Hi, I m using universal login for my SPA application, if the user logs in once and forgets to logout the next time he opens a tab and hits on the application url he gets directly logged in without even clicking on login button. i m calling the authorize endpoint when application loads so it will take the user to universal login but if user forgets to log out, the next time he is directly logged in.Can anyone tell me why this is happening.
Hi,
If the user simply closes a tab but the browser process remains running (for example, if other tabs are still open) non-persistent cookies for that tab are usually not cleared. Non-persistent cookies are typically not cleared until the browser process is terminated. So if the browser process remains running and the user opens a new tab at the application URL, all the previously-set cookies are still there.
However, assuming that the user does close the browser without logging out, the default behaviour of Auth0 is to automatically log them back in. This is because the Auth0 session cookies are persistent. They don’t get cleared when the browser process is terminated.
You can set the maximum duration of the Auth0 signin session via tenant settings but it’s an imperfect solution. Set it too low and the signin session can expire while the user is using your application (causing further authorization requests - for example, obtaining access tokens - to require re-authentication). Set it too long and the user will remain signed in.

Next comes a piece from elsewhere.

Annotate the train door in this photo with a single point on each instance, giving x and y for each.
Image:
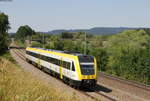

Auth0’s rationale for the service behaving this way is that most users want to stay signed in. However, there’s no option to disable this behaviour either at the tenant level or under the control of the user (for example, by offering a “keep me signed in” checkbox).
One workaround is to specify prompt=login
with your authorization request. This will force the login prompt to be redisplayed. However, the original user’s session cookie is, in fact, still there. prompt=login
just tells Auth0 to ignore it for this authorization request. If a malicious user with access to the machine re-issues the authorization request without that parameter, the original user will still be automatically logged in. It’s not ideal.
If you really can’t live with this behaviour and you have a reverse proxy between your users and Auth0 (for example, if you are using a custom domain for your tenant) you may be able to rewrite the Auth0 Set-Cookie headers to make the session cookie non-persistent. However, this is very definitely not supported by Auth0 and any changes at their end could easily break it.